That a work of true religious revival has begun upon this island is now beyond a doubt. It first appeared among us several weeks ago at the meeting for United prayer held in Balfour village. A few young people, apparently in great distress of mind, expressed the deep sense of sin and hardness of heart which they experienced, as well as their earnest desire to be further instructed in the way of salvation. The same feeling became more general, and anxiety about the welfare of the soul was clearly depicted on many a countenance and formed the subject of conversation in many a family. Meetings for prayer and instruction have been held in various parts of the island, which have been numerously attended. The people generally manifest great desire to meet and reluctance to part. For three hours every evening they cheerfully and earnestly listen to instruction and engage in devotional exercises. During last week large large meetings were held every evening in the united Presbyterian Church. On Monday Rev Reid of Firth spoke on the nature, necessity and evidences of conversion. For an hour and a half his address was listened to with the most earnest attention. After the benediction almost the whole assembly remained desirous of more instruction and an opportunity of conversing with each other regarding the state of their souls. Many were in great distress and some at once began to pray that their sins might be forgiven and their hearts renewed. About 11 o'clock however, those who still remained were, after suitable counsel, persuaded to go to their homes.
On Tuesday evening the United Presbyterian Church was again filled by a most earnest and attentive audience. An elder addressed the meeting and before concluding he gave special exhortations; first, to those who were still unawakened, entreating them at once to reflect how matters stood between God and their souls; secondly, to show who were in distress about their souls, directing them to Jesus for salvation and the Holy Spirit for renewing; and thirdly, to those who had recently found peace, encouraging them to advance in knowledge, righteousness and true holiness.
On Wednesday evening at similar meeting was held and the church was filled again. At this meeting there was a considerable number of young persons, several of whom appeared much affected by the part of the address intended specially for youth. At the end about 20 individuals spontaneously remained, desirous of still further instruction in the way of Salvation.
On Thursday evening a meeting was again held. On this occasion the church was packed and the attention throughout most earnest. After the benediction from 150 to 200 persons remained, who were again addressed and those apparently most distressed were individually conversed with. Prayer was again offered up and the meeting closed.
It being the wish of the people, another meeting was held in the same place on Friday evening.
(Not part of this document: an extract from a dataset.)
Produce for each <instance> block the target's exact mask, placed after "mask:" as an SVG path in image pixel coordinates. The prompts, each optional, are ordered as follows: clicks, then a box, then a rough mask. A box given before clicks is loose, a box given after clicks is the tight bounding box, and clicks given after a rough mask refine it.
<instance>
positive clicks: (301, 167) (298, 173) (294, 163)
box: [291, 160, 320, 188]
The attendance was again large. One of the most interesting features of the revival here is that persons of all ages are brought within its blessed influence. Boys of not more than 10 or 11 years of age are evincing great anxiety about their souls and earnestly desire to serve the Lord. Grown-up persons and people far advanced in life, are seeking salvation as they never did before; while those who for years have given evidence that they are Christians are stimulated and refreshed.
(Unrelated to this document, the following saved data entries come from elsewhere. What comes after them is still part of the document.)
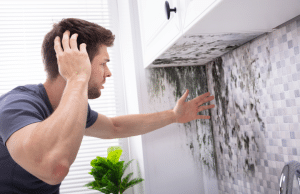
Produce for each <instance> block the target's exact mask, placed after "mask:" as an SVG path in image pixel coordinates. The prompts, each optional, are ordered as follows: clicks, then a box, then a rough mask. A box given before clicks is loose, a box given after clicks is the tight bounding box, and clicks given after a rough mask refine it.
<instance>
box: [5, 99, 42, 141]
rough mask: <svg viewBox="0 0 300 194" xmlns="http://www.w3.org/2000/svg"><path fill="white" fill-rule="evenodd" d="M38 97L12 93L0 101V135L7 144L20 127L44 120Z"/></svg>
mask: <svg viewBox="0 0 300 194" xmlns="http://www.w3.org/2000/svg"><path fill="white" fill-rule="evenodd" d="M40 104H41V103H40V102H39V100H38V98H36V97H34V96H30V95H26V94H10V95H7V96H6V97H5V98H4V99H3V100H2V101H1V102H0V136H1V138H2V142H3V144H4V145H5V146H6V141H7V140H8V138H9V137H10V136H11V135H12V134H13V133H14V132H16V131H18V130H19V129H21V128H23V127H25V126H27V125H29V124H32V123H36V122H41V121H43V120H44V118H43V116H42V115H43V114H42V113H41V111H42V110H41V108H40Z"/></svg>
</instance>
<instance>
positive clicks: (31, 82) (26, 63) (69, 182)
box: [0, 0, 127, 194]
'Orkney Herald', 22/1/1861
The religious meetings in this island still continue and are largely attended. The audiences are large and the attention earnest, without any great external excitement. Indeed with the exception of the first nights of the movement here we have had little outward demonstration; but very many there is reason to believe have been truly converted. Besides smaller district meetings where the ministers take part, there are numerous small gatherings conducted by the people themselves and these we regard as most promising nurseries of vital Christianity. There is also a manifest change in the general appearance of the people. The family altar is erected in many households where it has long been neglected; and even young men in bothies read and prayed together before retiring to rest for the night. Such results are eminently gratifying; for when religious duties are discharged without the stimulus of outward excitement there is the more reason to believe that the true foundation has been made.